C’est pas souvent mais il m’arrive, en tournant la dernière page d’un livre, d’avoir envie de dire merci à son auteur. A cause d’un récit qui m’a, au choix, fait vibrer, pleurer… de rire ou pas, et plus généralement m’a donné l’impression d’en avoir appris un peu plus sur l’humanité. Il arrive même parfois que cela me donne envie de me réconcilier avec mes congénères, non pas que je sois fâché mais franchement y’en a qui cherchent un peu tout de même. Sur ce point, J’aime vraiment pas la chanson française a produit l’effet inverse : Je n’avais déjà guère d’estime pour les parangons de ce pseudo genre musical bien de chez nous, j’ai dorénavant une envie furieuse d’intégrer le camp des anti, ceux qui, dans l’intimité d’une conversation de salon en compagnie de personnes de confiance, iraient même jusqu’à dire qu’après tout, la peine de mort, pourrait y’avoir des exceptions.
Bon, on se calme, tout ça c’est pour rire. Et puisqu’on parle de se poiler, ce pavé dans la mare de la ritournelle hexagonale superbement drapée dans son exception culturelle, dispense un demi-kilo de causticité extra pure, coupée à l’humour noir foncé. Certes, ici, il n’est pas question de Rock, bien au contraire, mais on sent sa présence partout, une anti-thèse latente qui reprendra le dessus dans nos platines, une fois que la messe aura été dite.
Luz avait déjà commis en 2007 un premier (re)jet sur le même thème et avec le même titre, l’adverbe en moins. Déjà fort drôle, avec quelques diatribes et dessins d’anthologie, il allumait férocement les Bénabar, San Severino, Pagny, Delerm et consorts, avec le dernier cité en guise de Monsieur Loyal de ce bal des Enfoirés au xième degré. Il ne s’agissait que d’un avertissement, un tir d’artillerie annonciateur de la grande offensive. Puisque visiblement le premier message n’a pas été clair, Luz avec ce deuxième opus, passe à la vitesse supérieure.
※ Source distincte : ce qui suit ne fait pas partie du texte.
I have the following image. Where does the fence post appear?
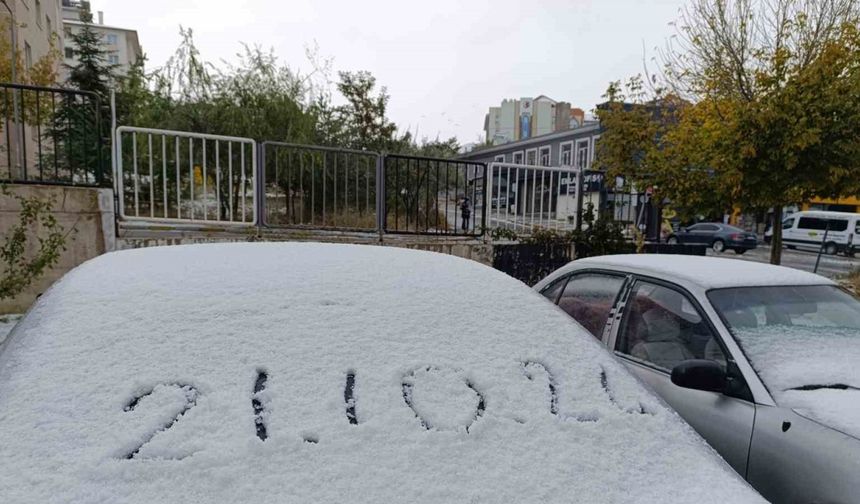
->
[376,153,386,242]
[576,168,585,231]
[254,141,266,229]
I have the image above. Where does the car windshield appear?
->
[708,285,860,394]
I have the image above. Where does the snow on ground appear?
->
[734,325,860,438]
[0,243,763,504]
[0,315,21,346]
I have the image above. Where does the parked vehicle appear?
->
[765,210,860,256]
[666,222,758,254]
[0,243,764,504]
[534,255,860,504]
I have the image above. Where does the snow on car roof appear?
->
[565,254,833,289]
[0,243,763,503]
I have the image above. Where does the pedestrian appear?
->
[460,198,472,231]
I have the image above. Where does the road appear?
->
[708,246,860,278]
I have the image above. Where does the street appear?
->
[708,246,860,278]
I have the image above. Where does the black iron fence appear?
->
[382,155,487,236]
[260,142,379,231]
[0,83,110,186]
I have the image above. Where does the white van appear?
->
[782,210,860,256]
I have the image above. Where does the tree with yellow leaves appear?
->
[598,0,860,264]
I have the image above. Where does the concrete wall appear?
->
[0,184,116,315]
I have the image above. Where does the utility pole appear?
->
[0,0,22,176]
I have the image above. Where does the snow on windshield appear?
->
[0,243,762,504]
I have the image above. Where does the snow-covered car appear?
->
[0,243,764,504]
[535,255,860,504]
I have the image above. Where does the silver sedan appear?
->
[535,255,860,504]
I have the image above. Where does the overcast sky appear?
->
[91,0,684,143]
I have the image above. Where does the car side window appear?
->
[558,273,625,339]
[615,281,726,371]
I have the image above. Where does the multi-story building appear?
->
[62,0,143,75]
[0,0,63,80]
[484,95,585,145]
[0,0,63,179]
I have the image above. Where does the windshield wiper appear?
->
[786,383,860,391]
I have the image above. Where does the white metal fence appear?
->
[484,162,581,234]
[115,126,259,226]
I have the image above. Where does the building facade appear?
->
[62,0,143,75]
[461,122,648,231]
[0,0,63,76]
[484,95,585,145]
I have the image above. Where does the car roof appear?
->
[785,210,860,219]
[0,243,763,503]
[553,254,833,289]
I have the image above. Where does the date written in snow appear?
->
[121,361,650,460]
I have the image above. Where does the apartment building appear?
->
[61,0,143,75]
[0,0,63,77]
[484,95,585,145]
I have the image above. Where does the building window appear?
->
[538,145,551,166]
[24,42,33,70]
[591,135,600,164]
[558,142,573,166]
[574,138,590,170]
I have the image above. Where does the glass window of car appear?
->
[615,281,726,371]
[830,219,848,232]
[708,285,860,394]
[558,273,624,338]
[797,217,827,231]
[687,224,719,232]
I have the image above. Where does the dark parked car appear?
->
[666,222,758,254]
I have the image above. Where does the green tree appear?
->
[44,4,116,183]
[337,71,402,152]
[598,0,860,264]
[0,185,74,299]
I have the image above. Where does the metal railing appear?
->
[0,83,110,186]
[115,126,259,226]
[486,162,582,234]
[261,142,379,231]
[381,155,487,236]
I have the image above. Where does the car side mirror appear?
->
[672,359,728,392]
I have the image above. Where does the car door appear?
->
[541,270,628,341]
[609,278,755,477]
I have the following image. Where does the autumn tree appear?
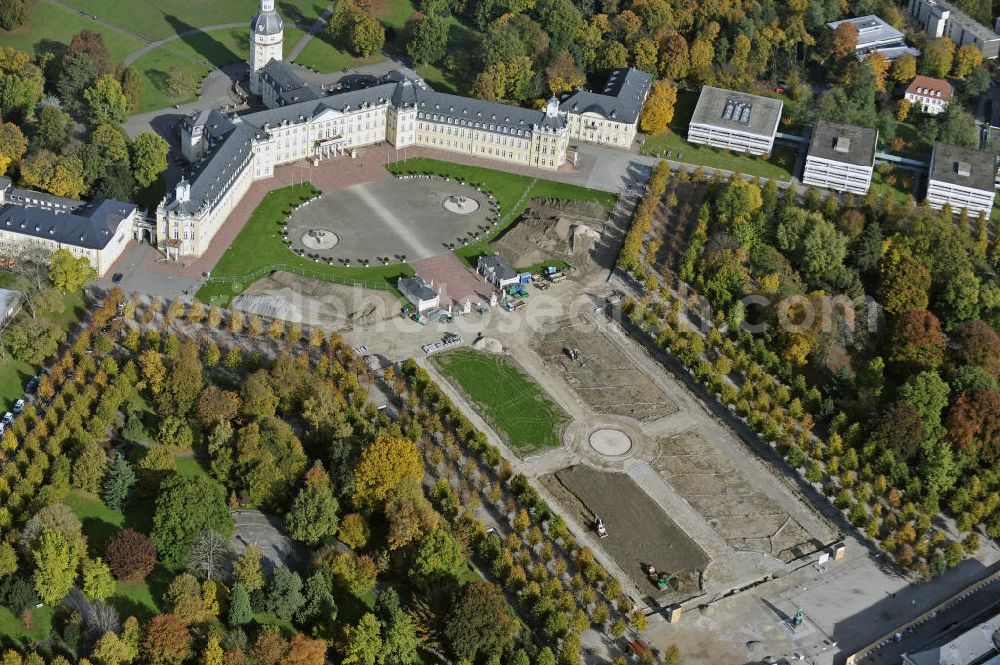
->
[132,132,169,187]
[952,44,983,79]
[545,51,587,96]
[443,581,517,662]
[920,37,955,78]
[406,14,448,64]
[32,529,81,605]
[142,614,191,665]
[353,436,424,506]
[20,150,86,198]
[888,310,945,372]
[285,464,339,546]
[152,475,233,570]
[639,80,677,134]
[891,55,917,83]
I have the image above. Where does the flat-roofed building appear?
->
[688,85,784,155]
[802,120,878,194]
[927,141,997,215]
[907,0,1000,58]
[903,76,955,115]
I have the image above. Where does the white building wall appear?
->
[687,123,774,155]
[927,179,996,215]
[802,156,873,194]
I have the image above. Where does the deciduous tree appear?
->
[639,81,677,134]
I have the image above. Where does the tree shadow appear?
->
[164,14,243,68]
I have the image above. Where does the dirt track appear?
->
[542,465,709,600]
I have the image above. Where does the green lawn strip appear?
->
[133,28,250,113]
[435,349,569,455]
[61,0,326,39]
[0,0,143,62]
[295,32,382,74]
[642,129,795,181]
[197,185,413,305]
[387,157,618,266]
[0,605,56,642]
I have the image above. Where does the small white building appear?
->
[904,76,955,115]
[927,141,997,216]
[907,0,1000,58]
[0,289,21,329]
[0,176,139,277]
[396,275,441,312]
[802,120,878,194]
[559,67,653,148]
[476,254,518,289]
[826,14,920,61]
[688,85,784,155]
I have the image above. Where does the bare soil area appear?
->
[490,199,615,269]
[531,319,677,422]
[652,432,820,563]
[540,465,709,602]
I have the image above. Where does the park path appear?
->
[285,2,333,62]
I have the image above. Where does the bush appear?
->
[104,529,156,582]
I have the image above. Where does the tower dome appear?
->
[250,0,285,36]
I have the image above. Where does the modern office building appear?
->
[903,76,955,115]
[688,85,784,155]
[0,176,138,276]
[559,67,653,148]
[802,120,878,194]
[907,0,1000,58]
[927,141,997,216]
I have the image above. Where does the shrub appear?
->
[104,529,156,582]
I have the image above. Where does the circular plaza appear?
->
[282,176,499,266]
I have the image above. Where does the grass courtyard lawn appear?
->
[388,157,618,265]
[0,272,84,411]
[642,129,795,181]
[0,0,143,62]
[64,0,326,39]
[197,185,413,306]
[435,349,568,455]
[132,28,250,113]
[295,32,382,74]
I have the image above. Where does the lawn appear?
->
[435,349,569,455]
[132,28,250,113]
[61,0,326,39]
[0,0,143,62]
[0,271,84,404]
[388,157,618,265]
[197,185,413,305]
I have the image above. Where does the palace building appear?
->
[156,0,650,259]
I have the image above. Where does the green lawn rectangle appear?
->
[197,184,413,305]
[434,349,569,455]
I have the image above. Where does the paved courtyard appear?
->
[287,178,495,265]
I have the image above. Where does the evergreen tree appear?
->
[229,583,253,628]
[103,455,135,510]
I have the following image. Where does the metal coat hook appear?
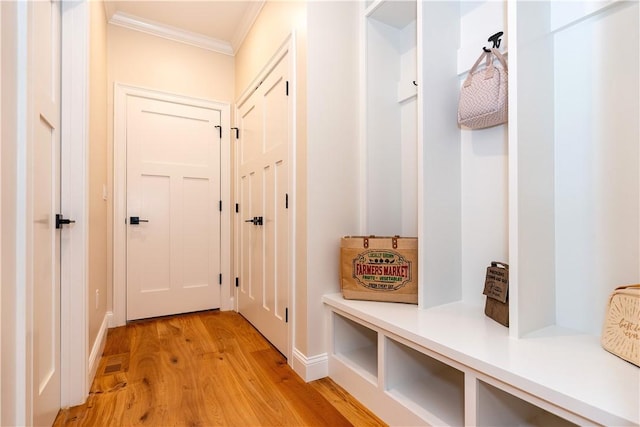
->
[482,31,504,52]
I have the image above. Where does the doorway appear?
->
[236,43,293,357]
[114,84,230,326]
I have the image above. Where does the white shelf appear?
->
[365,0,416,29]
[385,339,464,425]
[333,315,378,384]
[323,294,640,425]
[477,381,575,427]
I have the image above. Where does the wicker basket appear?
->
[601,284,640,366]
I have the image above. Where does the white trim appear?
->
[109,12,234,56]
[293,348,329,382]
[110,82,233,326]
[60,1,90,407]
[87,313,110,390]
[231,0,264,53]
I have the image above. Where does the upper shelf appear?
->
[365,0,417,29]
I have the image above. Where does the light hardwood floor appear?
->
[54,311,385,426]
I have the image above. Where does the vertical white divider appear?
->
[464,371,478,426]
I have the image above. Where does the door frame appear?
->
[109,82,233,327]
[0,0,92,425]
[233,31,298,366]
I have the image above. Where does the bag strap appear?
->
[464,48,508,87]
[491,48,509,71]
[464,51,490,87]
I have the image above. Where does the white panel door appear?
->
[27,1,63,425]
[126,96,221,320]
[236,50,291,355]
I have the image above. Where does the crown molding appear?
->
[231,0,265,53]
[109,11,235,56]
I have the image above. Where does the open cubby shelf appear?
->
[324,0,640,425]
[324,294,640,426]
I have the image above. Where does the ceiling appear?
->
[104,0,264,55]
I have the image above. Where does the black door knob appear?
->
[129,216,149,225]
[56,214,76,229]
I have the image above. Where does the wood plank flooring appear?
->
[54,311,385,426]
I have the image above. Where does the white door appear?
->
[236,50,291,355]
[27,1,64,425]
[126,96,221,320]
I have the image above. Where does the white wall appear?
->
[0,2,26,425]
[308,2,360,355]
[458,1,509,305]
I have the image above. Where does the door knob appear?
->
[244,216,262,225]
[129,216,149,225]
[56,214,76,228]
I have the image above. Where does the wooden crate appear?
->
[340,236,418,304]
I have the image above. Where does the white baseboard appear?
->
[87,312,111,390]
[293,348,329,382]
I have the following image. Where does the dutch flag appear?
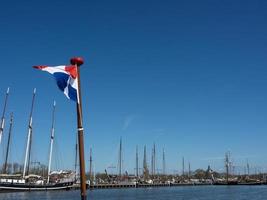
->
[33,65,79,103]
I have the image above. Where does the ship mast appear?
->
[162,149,166,175]
[118,138,122,179]
[89,148,93,185]
[47,101,56,184]
[23,88,36,178]
[3,113,13,174]
[135,146,139,178]
[0,88,9,144]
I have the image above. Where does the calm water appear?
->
[0,186,267,200]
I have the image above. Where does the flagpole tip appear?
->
[70,57,83,66]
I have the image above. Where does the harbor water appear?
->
[0,185,267,200]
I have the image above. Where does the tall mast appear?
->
[74,134,78,181]
[47,101,56,183]
[118,138,122,178]
[183,157,184,176]
[162,149,166,175]
[247,159,249,176]
[89,148,93,185]
[225,152,230,183]
[70,57,86,200]
[0,88,9,144]
[143,146,148,180]
[151,147,154,176]
[135,146,139,178]
[23,88,36,178]
[153,143,156,175]
[188,162,191,180]
[4,113,13,174]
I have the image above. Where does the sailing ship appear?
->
[0,89,74,191]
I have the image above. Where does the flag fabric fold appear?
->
[33,65,79,103]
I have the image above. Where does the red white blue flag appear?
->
[34,65,79,103]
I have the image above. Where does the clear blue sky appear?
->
[0,0,267,172]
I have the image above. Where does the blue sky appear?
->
[0,0,267,173]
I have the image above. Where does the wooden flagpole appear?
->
[70,57,86,200]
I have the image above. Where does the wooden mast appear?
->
[0,88,9,144]
[70,57,86,200]
[23,88,36,178]
[47,101,56,184]
[4,113,13,174]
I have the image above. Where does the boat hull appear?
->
[0,182,73,192]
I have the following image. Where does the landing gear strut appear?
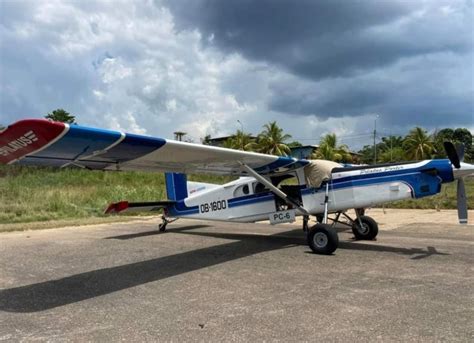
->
[307,224,339,255]
[316,208,379,241]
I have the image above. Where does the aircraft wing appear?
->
[0,119,309,175]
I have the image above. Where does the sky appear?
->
[0,0,474,148]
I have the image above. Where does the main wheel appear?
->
[307,224,339,255]
[352,216,379,241]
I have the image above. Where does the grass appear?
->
[385,178,474,209]
[0,166,231,224]
[0,166,474,231]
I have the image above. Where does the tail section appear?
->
[165,173,188,201]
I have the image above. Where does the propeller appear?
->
[443,142,467,224]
Ce n’est plus de la caricature mordante et acide, c’est une exécution en règle sans autre forme de procès. Luz ne juge pas, il condamne. Faisant fi de la convention de Genève, il lâche armes chimiques et napalm, torture à la gégène et achève les blessés. Cali, Vanessa Paradis, M, Renaud, Johnny, Zaz, Goldman, les Enfoirés… ils y passent tous, vieilles gloires et nouvelles stars, un vrai génocide. Cette fois, sa victime préférée n’est pas Vincent Delerm, même s’il est bien présent, toujours dépeint en imbécile heureux mais Benjamin Biolay. La nouvelle coqueluche du tout Paris culturel apparaît dans quasiment la moitié des pages (j’ai pas compté mais ça doit pas en être loin), avec Bénabar en guest star, Luz s’amusant à broder sur la pseudo rivalité entre les deux têtes de gondoles de la NCF. On pourra également apprécier le sort réservé à Bertrand Cantat, sans doute l’une des meilleures manières d’oublier un peu le malaise que suscite auprès des fans de Noir Désir son retour décomplexé sur le devant de la scène.
Le propos n’est pas d’expliquer pourquoi l’intéressé éprouve une telle aversion pour la chanson française et encore moins en quoi celle-ci aurait moins d’intérêt que le Punk ou l’Electro. Il s’agit de dégommer gratuitement, pour le fun et le défoulement. Alors, oui, c’est incontestablement bête et méchant (aucun respect, même pour les aveugles, à en juger par le traitement infligé à Amadou et Mariam) mais aussi jubilatoire, pour peu que l’on partage un tant soit peu le postulat de l’auteur. Tous ces grands artistes bien de chez nous sont moches (la pauvre Vanessa) et cons à la fois, comme on se plait à les voir quand on ne goûte pas la soupe qu’il nous serve sur les ondes et à la télé. Le dessin de Luz est d’une précision et d’une efficacité redoutables. Sans rentrer dans le jeu des comparaisons oiseuses, on y retrouve l’esprit et le ton des gags de Reiser ou de Cabu.
Mais il existe encore quelques Justes dans la Cité, tels Philippe Katerine, miraculé de cette hécatombe et qui livre une préface illustrée de quelques dessins et se prête à une interview graphique agrémentée de dessins de concerts pris sur le vif, un exercice de style original très prisé de Luz dont il a amélioré le concept au gré de ses collaborations avec la photographe Stefmel.
Nous, les adeptes incompris, détenons enfin la réponse aux vilipendes des marchands du Temple et, qui sait, de quoi convertir quelques Païens à la cause du Rock. Il nous suffira désormais de citer un passage de l’évangile selon Saint Luz. Pas sûr que ça marche mais ça les fera peut-être rigoler… s’ils ont de l’humour.